Любопытно, что начатый Бушем «крестовый поход» в поддержку фундаментальных исследований породил цепную реакцию, которая, в конечном итоге, способствовала прогрессу в самых разных областях американских ИиР. Отчет Буша стимулировал существенное увеличение финансирования университетской науки, что привело к развитию взаимодействия между движимыми научным любопытством фундаментальными исследованиями (curiosity-driven basic research), прикладной наукой и технологическими разработками разных уровней сложности. Все это способствовало резкому развитию дисциплинарной специализации, даже своеобразной «балканизации» науки [16], но одновременно создало стимулы для не менее массового возникновения разнообразных смешанных и междисциплинарных структур, которые позже стали удобными нишами для инновационных разработок.
Еще один важный, хотя и менее очевидный по своим последствиям, этап в развитии исследовательских университетов был связан с принятием в 1980 г. Акта Бэя-Долла (Bayh-Dole Act of 1980, BDA-1980), позволившим федеральным агентствам выдавать лицензии на патенты небольшим компаниям и некоммерческим (non-profit) организациям, включая университеты. Патентованию подлежали итоги тех исследований, которые были проведены на средства Федерального правительства. BDA-1980 был направлен на то, чтобы заинтересовать университеты, их подразделения и кадровый состав в коммерциализации результатов своих исследований. Эта политика возымела успех. До принятия BDA-1980 американским университетам в совокупности выдавалось каждый год менее, чем 250 патентов, в то время, как в 2003 г. они получили 3629 патентов, что дало более чем $1 млрд. лицензионного дохода [17]. Важным следствием BDA-1980 было также резкое увеличение числа технологических стартапов, зарегистрированных при университетах [18]. Последствия BDA-1980 до сих пор остаются одной из самых дискуссионных тем в американском науковедении [18-21]. Распространена, в частности, точка зрения, что BDA-1980 способствовал коммерциализации университетских исследований и, следовательно, сдвигу от парадигмы Буша в сторону увеличения роли и доли прикладных исследований, хотя, согласно Нельсону (2001) [22], не имеется очевидных данных, позволяющих нам поддержать или опровергнуть такой вывод. С точкой зрения Нельсона, впрочем, можно поспорить, вспомнив тенденцию к общему сокращению доли американских университетов в фундаментальных исследованиях, которая стала себя проявлять как раз с 1980 г.
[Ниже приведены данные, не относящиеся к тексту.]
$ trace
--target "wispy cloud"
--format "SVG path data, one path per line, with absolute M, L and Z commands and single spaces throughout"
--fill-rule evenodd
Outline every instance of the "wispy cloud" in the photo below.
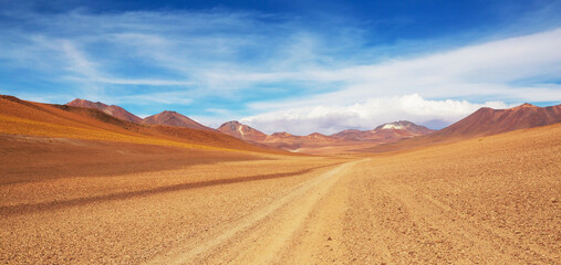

Последнюю четверть века (с начала 1980-х) в развитии САИУ наблюдается целый ряд инновационных тенденций на организационно-технологическом и организационно-образовательном направлениях. Тенденции эти были совершенно упущены сначала советскими, а потом и российскими организаторами науки. В начале 1980-х инновационные тренды присутствовали в американских университетах еще в достаточно эфемерных формах, затем началась «перестройка», приоритеты советского руководства сместились в сторону от НТР, а уж либеральная революция 1991 г. и вовсе поставила крест на любых попытках разобраться, что происходит в области научно-технологической революции в развитых странах.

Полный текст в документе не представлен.